自動車重量税とは、自動車の車両総重量に応じて課税される国税です。新規登録時および車検(継続検査)時に納付する必要があり、トラック運送事業者にとって車両維持コストの重要な項目の一つです。
【自動車重量税の法的根拠】 自動車重量税は、自動車重量税法(昭和46年法律第89号)に基づいて課税されます。道路の建設・維持管理費用に充てるための目的税として創設されましたが、現在は一般財源化されています。課税主体は国で、納付先は国税となります。
【事業用トラックの車検期間と納付タイミング】 事業用トラック(緑ナンバー車両)の車検期間は以下のとおりです。 ・新車登録時:2年間有効 ・2回目以降:1年間有効
このため、事業用トラックは2年目以降毎年車検を受ける必要があり、自動車重量税も毎年納付することになります。自家用トラック(白ナンバー)は新車時3年、以降2年ごとの車検のため、事業用は納付頻度が高くなります。
【自動車重量税の税額(2024年5月1日〜)】 事業用トラックの自動車重量税は、車両総重量1トンごとに税額が設定されています。
■エコカー以外(13年未満)の場合の年額目安 ・〜1トン:2,600円 ・〜2トン:5,200円 ・〜2.5トン:6,500円 ・〜3トン:7,800円 ・〜4トン:10,400円 ・〜5トン:13,000円 ・〜6トン:15,600円 ・〜7トン:18,200円 ・〜8トン:20,800円 ・〜10トン:26,000円 ・〜12トン:31,200円 ・〜14トン:36,400円 ・〜16トン:41,600円 ・〜20トン:52,000円 ・〜25トン:65,000円
※13年経過車両、18年経過車両は税額が増加(重課)されます。
【実際の支払い例】 例えば、車両総重量8トンの中型トラック(13年未満)の場合: ・自動車重量税:年額20,800円 ・4トン積みトラックを5台保有する場合:年間約10万円以上
大型トラック(車両総重量25トン)5台を保有する場合: ・年間 65,000円 × 5台 = 325,000円
【エコカー減税について】 環境性能に優れた車両は「エコカー減税」の対象となり、自動車重量税が軽減されます。
・電気自動車(EV)、燃料電池車(FCV):免税 ・天然ガス自動車(一定の排出ガス基準達成):免税 ・ディーゼル車(2030年度燃費基準達成車):25〜75%減税
ただし、トラックでエコカー減税対象となる車種は限られており、事前に確認が必要です。

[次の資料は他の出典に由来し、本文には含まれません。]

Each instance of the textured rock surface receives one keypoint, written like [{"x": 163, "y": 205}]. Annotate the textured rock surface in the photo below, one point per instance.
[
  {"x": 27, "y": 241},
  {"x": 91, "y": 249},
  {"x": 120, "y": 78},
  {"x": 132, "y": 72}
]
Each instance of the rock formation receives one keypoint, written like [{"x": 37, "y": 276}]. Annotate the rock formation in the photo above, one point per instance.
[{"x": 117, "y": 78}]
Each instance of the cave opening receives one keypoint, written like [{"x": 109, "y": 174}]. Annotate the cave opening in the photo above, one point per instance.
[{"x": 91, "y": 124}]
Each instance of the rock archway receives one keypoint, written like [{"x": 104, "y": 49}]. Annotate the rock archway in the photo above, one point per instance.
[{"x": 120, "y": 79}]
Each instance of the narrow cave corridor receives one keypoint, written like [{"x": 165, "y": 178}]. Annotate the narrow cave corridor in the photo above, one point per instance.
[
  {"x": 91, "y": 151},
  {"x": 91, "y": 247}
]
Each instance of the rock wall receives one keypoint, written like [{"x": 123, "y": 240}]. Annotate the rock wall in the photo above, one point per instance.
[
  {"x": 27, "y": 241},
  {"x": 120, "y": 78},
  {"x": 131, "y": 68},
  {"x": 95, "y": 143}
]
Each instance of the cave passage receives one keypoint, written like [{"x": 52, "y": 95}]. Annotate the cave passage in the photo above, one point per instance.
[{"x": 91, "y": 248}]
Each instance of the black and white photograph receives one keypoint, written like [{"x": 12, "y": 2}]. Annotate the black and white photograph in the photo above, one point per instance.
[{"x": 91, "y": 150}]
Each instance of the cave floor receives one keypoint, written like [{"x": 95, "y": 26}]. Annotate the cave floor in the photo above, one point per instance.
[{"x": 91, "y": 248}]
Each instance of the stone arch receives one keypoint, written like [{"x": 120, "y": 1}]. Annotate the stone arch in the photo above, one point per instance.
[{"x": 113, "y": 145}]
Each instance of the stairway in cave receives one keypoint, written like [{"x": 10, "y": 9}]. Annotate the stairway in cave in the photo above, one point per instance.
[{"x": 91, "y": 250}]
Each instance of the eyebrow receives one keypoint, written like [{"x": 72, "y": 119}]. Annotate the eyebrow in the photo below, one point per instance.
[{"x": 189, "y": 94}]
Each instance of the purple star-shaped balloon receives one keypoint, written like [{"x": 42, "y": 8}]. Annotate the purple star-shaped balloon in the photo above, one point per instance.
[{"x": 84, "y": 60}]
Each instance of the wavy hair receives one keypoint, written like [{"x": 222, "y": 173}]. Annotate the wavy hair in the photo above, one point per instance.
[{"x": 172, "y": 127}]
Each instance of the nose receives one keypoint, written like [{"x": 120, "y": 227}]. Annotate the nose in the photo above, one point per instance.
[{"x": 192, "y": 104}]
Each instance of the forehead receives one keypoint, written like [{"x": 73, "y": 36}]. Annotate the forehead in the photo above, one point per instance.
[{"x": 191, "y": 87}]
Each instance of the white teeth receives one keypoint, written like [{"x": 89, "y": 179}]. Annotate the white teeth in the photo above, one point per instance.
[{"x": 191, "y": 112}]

【重量税と関連する他の税金】 トラックの維持には、自動車重量税以外にも以下の税金がかかります。 ・自動車税(種別割):毎年4〜5月に都道府県に納付 ・環境性能割:取得時に都道府県に納付(旧・自動車取得税) ・消費税:車両購入時、燃料購入時等
【自動車重量税の節税対策】 1. エコカー減税対象車両の導入検討 2. 13年・18年経過前の車両入替計画 3. リースの活用(リース料に重量税が含まれる場合あり) 4. 適切な車両サイズの選定(過剰な大型車を避ける)
【経理処理について】 自動車重量税は「租税公課」として経費計上できます。車検時に支払う場合は、車検業者からの請求書に明細が記載されます。リース車両の場合は、リース料に含まれていることが一般的です。
運送事業の収益性を維持するためには、車両維持コストの把握と管理が重要です。自動車重量税は固定費として毎年発生するため、車両台数・車格の計画時には税負担も考慮した経営判断が求められます。
自動車重量税に関するよくある質問
Q.自動車重量税と自動車税の違いは何ですか?
A.自動車重量税は車両総重量に応じて課税される国税で、車検時に納付します。一方、自動車税(種別割)は最大積載量と用途に応じて課税される都道府県税で、毎年4〜5月に納付します。トラックを維持するには両方の税金がかかります。
Q.事業用と自家用で税額は違いますか?
A.事業用トラック(緑ナンバー)は自家用(白ナンバー)より1年あたりの税額は若干低く設定されています。ただし、事業用は車検が毎年(2回目以降)必要なため、納付頻度が高くなります。結果として、年間の税負担は事業用の方が重くなることがあります。
Q.古いトラックは税金が高くなりますか?
A.はい。初度登録から13年を経過したトラックは約10〜20%の重課、18年経過で約20〜40%の重課が適用されます。環境負荷軽減の観点から、古い車両ほど税負担が重くなる仕組みです。車両入替を検討する際の判断材料の一つになります。
Q.自動車重量税の還付はありますか?
A.車検の有効期間が1ヶ月以上残っている車両を廃車(永久抹消登録または一時抹消登録後の解体届出)した場合、残りの期間に応じて自動車重量税が還付されます。還付を受けるには、運輸支局での手続きが必要です。
Q.リース車両の場合、重量税は誰が払いますか?
A.リース契約の場合、通常は自動車重量税を含む車検費用がリース料に含まれています(メンテナンスリースの場合)。ファイナンスリースでは別途負担となることもあるため、契約内容をよく確認してください。